Configure Cassandra Output
Cassandra Output is an output step that enables data to be written to a Cassandra column family (table) as part of an ETL transformation.
Option |
Definition |
---|---|
Step name |
The name of this step as it appears in the transformation workspace. |
Cassandra host |
Connection host name input field. |
Cassandra port |
Connection host port number input field. |
Username |
Target keyspace and/or family (table) authentication details input field. |
Password |
Target keyspace and/or family (table) authentication details input field. |
Keyspace |
Input field for the keyspace (database) name. |
Show schema |
Opens a dialog box that shows metadata for the specified column family. |
Configure Column Family and Consistency Level
This tab contains connection details and basic query information, in particular, how to connect to Cassandra and execute a CQL (Cassandra query language) query to retrieve rows from a column family (table).
Important: Note that Cassandra Output does not check the types of incoming columns against matching columns in the Cassandra metadata. Incoming values are formatted into appropriate string values for use in a textual CQL INSERT statement according to PDI's field metadata. If resulting values cannot be parsed by the Cassandra column validator for a particular column then an error results.

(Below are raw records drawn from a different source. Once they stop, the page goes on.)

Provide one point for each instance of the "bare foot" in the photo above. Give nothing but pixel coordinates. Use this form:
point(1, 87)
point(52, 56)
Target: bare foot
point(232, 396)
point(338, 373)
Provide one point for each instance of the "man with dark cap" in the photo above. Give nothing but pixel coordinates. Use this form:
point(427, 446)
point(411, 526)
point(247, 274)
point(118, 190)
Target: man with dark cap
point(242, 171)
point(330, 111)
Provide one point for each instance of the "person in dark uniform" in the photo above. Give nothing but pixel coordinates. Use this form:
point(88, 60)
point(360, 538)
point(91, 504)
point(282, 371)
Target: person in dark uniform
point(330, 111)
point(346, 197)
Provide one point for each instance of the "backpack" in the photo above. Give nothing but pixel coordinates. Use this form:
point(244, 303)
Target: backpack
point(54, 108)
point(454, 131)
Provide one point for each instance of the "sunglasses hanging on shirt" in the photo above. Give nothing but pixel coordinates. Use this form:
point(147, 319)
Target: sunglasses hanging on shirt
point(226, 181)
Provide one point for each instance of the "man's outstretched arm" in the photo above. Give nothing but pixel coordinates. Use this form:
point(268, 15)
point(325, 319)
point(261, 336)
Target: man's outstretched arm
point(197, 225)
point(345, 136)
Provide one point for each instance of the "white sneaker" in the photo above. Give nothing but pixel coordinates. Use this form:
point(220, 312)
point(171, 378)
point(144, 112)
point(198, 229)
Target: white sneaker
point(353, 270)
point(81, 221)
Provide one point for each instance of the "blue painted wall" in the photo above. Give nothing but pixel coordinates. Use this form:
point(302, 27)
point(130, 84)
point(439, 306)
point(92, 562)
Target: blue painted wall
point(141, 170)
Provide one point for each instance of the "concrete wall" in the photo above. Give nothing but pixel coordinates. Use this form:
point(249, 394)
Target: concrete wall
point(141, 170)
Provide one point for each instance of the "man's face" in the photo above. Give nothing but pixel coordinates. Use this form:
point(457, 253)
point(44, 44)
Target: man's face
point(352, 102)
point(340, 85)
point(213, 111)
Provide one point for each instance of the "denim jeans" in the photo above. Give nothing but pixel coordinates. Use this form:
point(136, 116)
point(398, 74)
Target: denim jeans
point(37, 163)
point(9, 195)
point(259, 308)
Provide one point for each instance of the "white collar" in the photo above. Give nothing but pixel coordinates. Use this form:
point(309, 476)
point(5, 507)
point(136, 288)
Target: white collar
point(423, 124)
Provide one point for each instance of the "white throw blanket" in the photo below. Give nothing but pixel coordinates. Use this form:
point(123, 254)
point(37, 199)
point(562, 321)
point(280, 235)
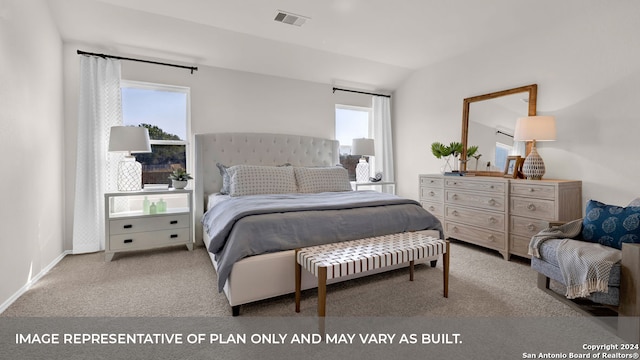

Cassandra Output converts PDI's dense row format into sparse data by ignoring incoming field values that are null.
Option |
Definition |
---|---|
Column family (table) |
Input field to specify the column family, to which the incoming rows should be written. |
Get column family names button |
Populates the drop-down box with names of all the column families that exist in the specified keyspace. |
Consistency level |
Input field enables an explicit write consistency to be specified. Valid values are: ZERO, ONE, ANY, QUORUM and ALL. The Cassandra default is ONE. |
Create column family |
If checked, enables the step to create the named column family if it does not already exist. |
Truncate column family |
If checked, specifies whether any existing data should be deleted from the named column family before inserting incoming rows. |
Update column family metadata |
If checked, updates the column family metadata with information on incoming fields not already present, when option is selected. If this option is not selected, then any unknown incoming fields are ignored unless the Insert fields not in column metadata option is enabled. |
Insert fields not in column metadata |
If checked, inserts the column family metadata in any incoming fields not present, with respect to the default column family validator. This option has no effect if Update column family metadata is selected. |
Commit batch size |
Allows you to specify how many rows to buffer before executing a BATCH INSERT CQL statement. |
Use compression |
Option compresses (gzip) the text of each BATCH INSERT statement before transmitting it to the node. |
Pre-insert CQL
Cassandra Output gives you the option of executing an arbitrary set of CQL statements prior to inserting the first incoming PDI row. This is useful for creating or dropping secondary indexes on columns.insert CQL statements are executed after any column family metadata updates for new incoming fields, and before the first row is inserted. This enables indexes to be created for columns corresponding new to incoming fields.
Option |
Definition |
---|---|
CQL to execute before inserting first row |
Opens the CQL editor, where you can enter one or more semicolon-separated CQL statements to execute before data is inserted into the first row. |